IHS Markit

Alcoa`s title V monitoring, recordkeeping and reporting system reduces compliance fees by US$100,000+


Courtesy of IHS Markit

Managers at Alcoa's aluminum container manufacturing facility located near Knoxville, were preparing for revisions to the formula that regulators use to establish air emission fees under Title V of the Clean Air Act. Since Alcoa, a worldwide leader in the production of aluminum sheet for packaging, is well known for its commitment to 'relentlessly pursue and continually improve EHS systems and processes,' the Tennessee managers took this opportunity to not only assure compliance but also improve efficiency and save money.

In the past, air emission compliance data was gathered by contacts throughout Alcoa's Tennessee operations and sent to an environmental staff member for manual entry into an air emission database that was updated annually. Data requests from the environmental department to production units resulted in 'two way data flow until the 'right' number was decided upon' and reporting capability out of the air emission database was limited.

When Title V rules changed and the facility was going to be required to pay emission fees based on estimated actual emissions (rather than paying on an allowable basis as in years past), Alcoa's Tennessee team set out to automate data gathering, validation, emission calculation and reporting 'as much as possible.'

They selected Essential Air™ – powerful ESS software that calculates and reports air emissions and compares them to EPA permit limits – as the heart of an integrated monitoring, recordkeeping and reporting (MRR) system.

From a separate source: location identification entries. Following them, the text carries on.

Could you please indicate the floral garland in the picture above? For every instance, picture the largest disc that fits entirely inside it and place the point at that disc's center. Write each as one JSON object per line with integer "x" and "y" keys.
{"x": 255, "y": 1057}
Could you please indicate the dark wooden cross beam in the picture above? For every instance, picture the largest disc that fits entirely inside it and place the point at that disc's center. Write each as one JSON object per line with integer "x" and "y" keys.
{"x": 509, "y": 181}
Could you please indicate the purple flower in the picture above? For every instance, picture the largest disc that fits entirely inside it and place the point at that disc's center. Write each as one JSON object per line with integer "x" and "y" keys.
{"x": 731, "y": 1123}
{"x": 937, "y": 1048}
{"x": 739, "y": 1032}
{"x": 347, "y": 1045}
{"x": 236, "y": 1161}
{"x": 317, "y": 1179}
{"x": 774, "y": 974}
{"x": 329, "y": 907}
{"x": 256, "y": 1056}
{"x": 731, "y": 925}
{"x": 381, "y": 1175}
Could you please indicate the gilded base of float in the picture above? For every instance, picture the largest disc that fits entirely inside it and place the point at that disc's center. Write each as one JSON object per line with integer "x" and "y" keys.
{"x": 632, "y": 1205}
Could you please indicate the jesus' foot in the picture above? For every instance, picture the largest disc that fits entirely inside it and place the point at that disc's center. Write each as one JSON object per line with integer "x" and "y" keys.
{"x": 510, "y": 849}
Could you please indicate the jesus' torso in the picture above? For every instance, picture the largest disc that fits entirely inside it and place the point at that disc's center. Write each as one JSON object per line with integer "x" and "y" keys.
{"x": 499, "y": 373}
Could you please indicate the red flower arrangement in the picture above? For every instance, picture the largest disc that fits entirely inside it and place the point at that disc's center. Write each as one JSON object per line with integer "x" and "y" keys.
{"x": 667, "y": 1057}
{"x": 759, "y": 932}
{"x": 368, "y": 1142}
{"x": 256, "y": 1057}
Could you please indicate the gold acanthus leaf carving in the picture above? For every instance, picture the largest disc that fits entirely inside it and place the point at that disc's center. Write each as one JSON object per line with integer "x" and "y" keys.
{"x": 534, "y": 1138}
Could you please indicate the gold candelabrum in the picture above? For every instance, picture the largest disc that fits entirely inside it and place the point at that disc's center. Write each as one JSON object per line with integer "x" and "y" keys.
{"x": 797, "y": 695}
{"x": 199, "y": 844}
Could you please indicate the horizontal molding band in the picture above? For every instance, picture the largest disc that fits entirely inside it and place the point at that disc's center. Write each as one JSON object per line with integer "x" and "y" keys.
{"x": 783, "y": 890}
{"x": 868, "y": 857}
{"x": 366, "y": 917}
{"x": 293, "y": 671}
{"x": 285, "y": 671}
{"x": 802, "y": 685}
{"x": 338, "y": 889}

Alcoa's MRR system automated air emissions data management across the facility by tracking daily production parameters, emission estimates, limit comparisons and environmental reports by area.

Essential Air and the MRR provided a host of benefits to Alcoa, including reduced investment in third-party inspections; faster discovery of equipment reliability issues; improved internal Alcoa staff communication regarding environmental issues; and annual savings of more than US$142,000 in 2004 and more than US$165,000 in 2005 in fees for actual air emissions, compared to 2003 fees for 'allowables.'

Most importantly, Essential Air and the MRR system enabled Alcoa to confidently certify the Tennessee facility's full compliance with new mandates regarding Title V of the Clean Air Act.